What channels does a company use to acquire, retain and continuously develop its customers?
Most of the customer engagement is in-app or via online channels (social media, customer support, etc).
How is a company pulling all of the above elements together to create a revenue stream(s) and generate cashflow?
- dark-store eGrocers charge Delivery Fees, like their competitors
- whether they charge Service Fees is still unclear, as this space is still new and they hold their own grocery inventory
- we assume they make the majority of their revenue on Gross Margin from selling groceries much like a traditional grocer; this is the main difference between these new models and services like Instacart
The above 5 Building Blocks represent the right side of the canvas and contribute to the Revenue side of the business model.
What assets and knowledge does a company possess that allow it to deliver its value to customers in ways that other companies can’t?
This model uses technology in many different ways: but fundamentally, they own the relationship with the consumer and they own their own inventory, so the knowledge they build around these assets via data science, etc. will be key in the future.
What activities does a company engage in that allow it to execute its strategy and either establish a presence in the market or gain market share?
Right now they are the new/innovative upstarts who are expanding their warehouses rapidly in order to try and meet rapid demand. They are raising large amounts of capital (in some cases debt) to expand, and so their goal is to maintain momentum while impressing new customers with the quality of the service.
What strategic and cooperative partnerships does a company form to increase the scalability and efficiency of the business?
This will be an interesting space to watch in the future. The model is so new, but if some of these new eGrocers build strong relationships with local suppliers, this would be an opportunity to forge alliances that will help them take on the Grocery Giants.
What are the key costs associated with running the business and how can key partnerships/resources be leveraged to reduce the cost structure?
Depending on the model, most of the cost base is absorbed either in physical space and the logistics of running that space. New players are investing heavily in technology/innovation in order to try and preserve another 1% in margin. In such a low-margin industry, even a 1 or 2% cost savings in the long-term can make the difference between winning and losing in the massive grocery space.
The remaining 4 Building Blocks come together to form the left side of the canvas, and contribute to the Cost Structure of the business model.
Business Model Analytics
With very little data publicly available, it is necessary to draw some assumptions here. The likely problems they face will probably be similar – although not exactly the same – to the Food Delivery Apps: losing money on a per order basis, lack of loyalty (consumers using multiple apps), and a requirement to constantly compete on margin (race to the bottom) because of how competitive the space is becoming.

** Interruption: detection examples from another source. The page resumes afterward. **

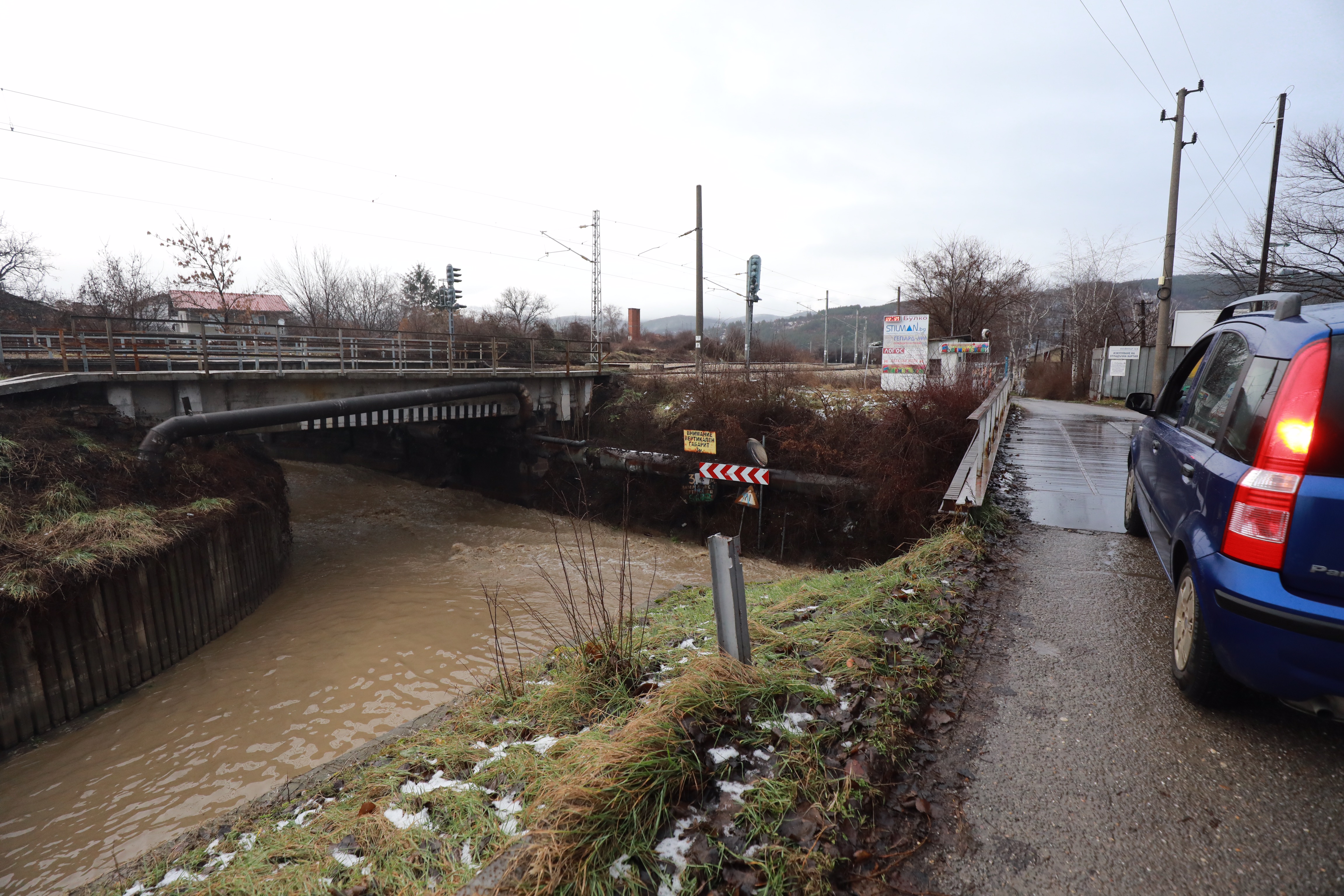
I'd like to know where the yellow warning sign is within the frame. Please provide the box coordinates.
[681,430,719,454]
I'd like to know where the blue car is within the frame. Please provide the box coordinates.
[1125,293,1344,721]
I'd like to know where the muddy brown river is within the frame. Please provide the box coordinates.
[0,462,786,893]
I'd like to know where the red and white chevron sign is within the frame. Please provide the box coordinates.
[700,463,770,485]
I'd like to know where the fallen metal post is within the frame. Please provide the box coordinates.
[708,535,751,666]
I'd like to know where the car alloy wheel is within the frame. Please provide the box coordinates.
[1172,576,1199,672]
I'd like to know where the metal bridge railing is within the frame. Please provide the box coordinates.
[938,376,1012,513]
[0,317,610,375]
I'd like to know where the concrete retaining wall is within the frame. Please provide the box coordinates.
[0,509,289,748]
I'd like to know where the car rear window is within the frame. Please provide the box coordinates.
[1219,357,1287,463]
[1306,336,1344,477]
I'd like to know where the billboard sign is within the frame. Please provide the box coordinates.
[882,314,929,391]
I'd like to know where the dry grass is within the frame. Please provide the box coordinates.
[0,408,285,608]
[84,508,1005,896]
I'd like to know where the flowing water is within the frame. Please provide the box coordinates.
[0,462,786,893]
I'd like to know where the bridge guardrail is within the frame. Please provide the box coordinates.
[0,317,612,375]
[938,377,1012,513]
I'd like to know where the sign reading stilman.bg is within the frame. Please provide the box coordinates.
[882,314,929,391]
[681,430,719,454]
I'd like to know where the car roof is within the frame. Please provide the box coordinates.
[1210,302,1344,357]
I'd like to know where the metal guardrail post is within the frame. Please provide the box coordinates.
[102,317,117,376]
[708,535,751,665]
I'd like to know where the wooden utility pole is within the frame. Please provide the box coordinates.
[1255,93,1287,295]
[1153,78,1204,392]
[695,184,704,379]
[821,289,831,367]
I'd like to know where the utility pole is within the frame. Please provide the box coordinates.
[742,255,761,379]
[695,184,704,379]
[442,265,466,373]
[589,209,602,364]
[1255,93,1287,295]
[1153,78,1204,392]
[821,289,831,367]
[853,312,862,367]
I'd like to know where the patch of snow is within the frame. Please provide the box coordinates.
[155,868,206,889]
[606,853,632,880]
[710,747,742,766]
[383,809,434,830]
[491,797,523,836]
[653,816,704,896]
[402,770,485,797]
[719,780,751,803]
[527,735,561,756]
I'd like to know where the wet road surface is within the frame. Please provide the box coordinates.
[903,403,1344,895]
[1000,398,1144,532]
[0,462,786,893]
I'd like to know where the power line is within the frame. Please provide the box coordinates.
[1167,0,1265,204]
[1119,0,1175,94]
[1078,0,1163,107]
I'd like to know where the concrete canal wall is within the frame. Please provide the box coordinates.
[0,508,289,748]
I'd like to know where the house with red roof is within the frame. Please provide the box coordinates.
[155,289,294,333]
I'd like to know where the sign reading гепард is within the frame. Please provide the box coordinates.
[882,314,929,391]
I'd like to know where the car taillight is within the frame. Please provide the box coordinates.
[1223,340,1331,570]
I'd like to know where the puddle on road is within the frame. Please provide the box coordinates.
[0,462,786,893]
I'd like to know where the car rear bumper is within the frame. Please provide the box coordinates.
[1196,554,1344,700]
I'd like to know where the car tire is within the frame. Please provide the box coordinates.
[1125,468,1148,536]
[1171,566,1242,707]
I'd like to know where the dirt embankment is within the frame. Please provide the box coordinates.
[0,406,285,611]
[550,373,988,567]
[71,512,1000,896]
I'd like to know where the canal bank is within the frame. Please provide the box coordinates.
[0,462,785,893]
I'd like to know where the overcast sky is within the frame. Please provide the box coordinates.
[0,0,1344,320]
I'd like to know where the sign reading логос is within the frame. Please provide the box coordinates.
[681,430,719,454]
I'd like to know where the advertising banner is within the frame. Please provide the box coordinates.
[882,314,929,391]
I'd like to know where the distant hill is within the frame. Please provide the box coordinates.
[1124,274,1233,310]
[640,314,780,333]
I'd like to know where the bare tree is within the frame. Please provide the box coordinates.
[1184,125,1344,301]
[266,243,354,326]
[341,267,402,329]
[0,215,51,298]
[491,286,554,336]
[903,234,1036,339]
[145,218,257,324]
[1055,231,1138,383]
[75,246,168,320]
[598,305,630,342]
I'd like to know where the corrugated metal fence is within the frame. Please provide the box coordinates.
[1088,345,1189,399]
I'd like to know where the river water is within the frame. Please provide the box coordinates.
[0,462,788,893]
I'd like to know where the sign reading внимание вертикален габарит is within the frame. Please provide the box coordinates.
[882,314,929,391]
[681,430,719,454]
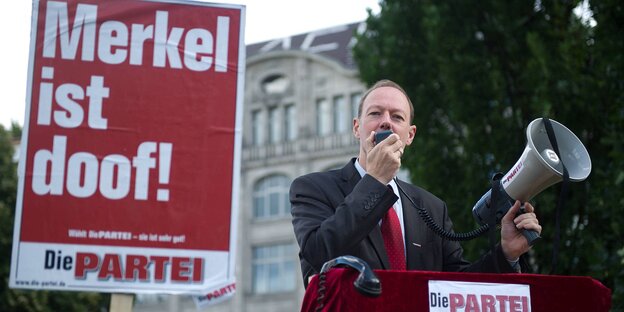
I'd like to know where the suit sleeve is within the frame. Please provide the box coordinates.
[290,174,397,277]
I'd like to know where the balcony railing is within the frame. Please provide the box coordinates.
[242,132,359,162]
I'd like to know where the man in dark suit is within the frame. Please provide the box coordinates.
[290,80,541,285]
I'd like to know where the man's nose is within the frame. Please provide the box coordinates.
[379,114,392,130]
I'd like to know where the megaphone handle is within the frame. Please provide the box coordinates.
[522,230,542,246]
[520,203,542,246]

One interesting stat is the MAUs (Monthly Active Users) in the US market are ordering 2.8X per month per average on eGrocery services. This helps paint a picture of frequency of use.
In the US market, AOV (Average Order Value) was $95 as of September 2020, up 32% YoY (year over year).
If frequency of ordering and AOV continue to trend up, this bodes well for leaders in the space.
In the Food Delivery space, we have seen ‘promiscuous’ customers using multiple different Food Delivery Apps. A lack of customer loyalty would create big problems long term for eGrocers, so we will need to maintain a close eye on how app usage plays out over time in relation to customer loyalty.
Overall, this is a new and exciting space with lots of competition and a lot of business model innovation, as seen by the new ‘dark-store operators’ and their industry partners. Let’s see consumers respond in key markets to these new offerings, and how traditional retail operators innovate their own models in order to defend their market share.